There are two new behaviours in Oracle 10g RDBMS that can in extreme cases, in combination with a system that calls dbms_stats very frequently, create a significant performance overhead.
From Oracle 10g, histograms may, by default, be collected automatically. That means that rows are concurrently deleted from and inserted into histgrm$ and hist_head$, leading to contention and consistent read.
- Also from Oracle 10g, every time you collect statistics on a table the old statistics are retained in the SYS.WRI$_OPTSTAT%HISTORY tables. If histograms have previously been collected, these are also copied. DBMS_STATS has the additional overhead of writing this history. I found in excess of 10,000 versions of previous statistics for some tables, because the batch processes have updated statistics on working storage tables that many times.
- dbms_stats also appears to be responsible for purging history older than the retention limit. The default retention period is 31 days. I have seen concurrent calls to dbms_stats blocked on row level locks on the statistics history tables. For me, this occurred 31 days after the system went live on a significantly increased volume.
- Disable statistics history by using dbms_stats.alter_stats_history_retention to set the retention period to zero. Unfortunately this can only be set at database level. The statistics history is there in case you want to revert to a previous version of the statistics should a new set of statistics produce a problem, but it is only used rarely, and I think this is a necessary sacrifice.

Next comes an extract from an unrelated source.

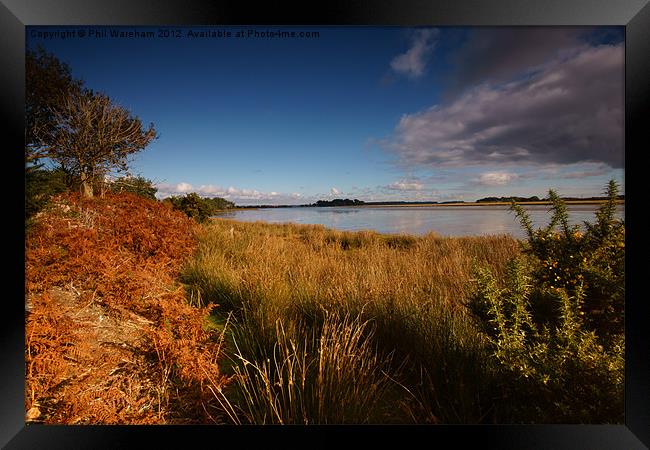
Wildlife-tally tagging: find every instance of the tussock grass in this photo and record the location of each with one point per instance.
(395, 299)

- Use Oracle Optimizer Dynamic Sampling. However, I suggest increasing the level from the default of 2 to 4 to increase the situations in which it is used.
- Introduce the new version of the PL/SQL wrapper package for dbms_stats so that you can specify the records for which statistics will be explicitly collected, and whether histograms are to be collect. Thus you can reduce the number of calls to dbms_stats.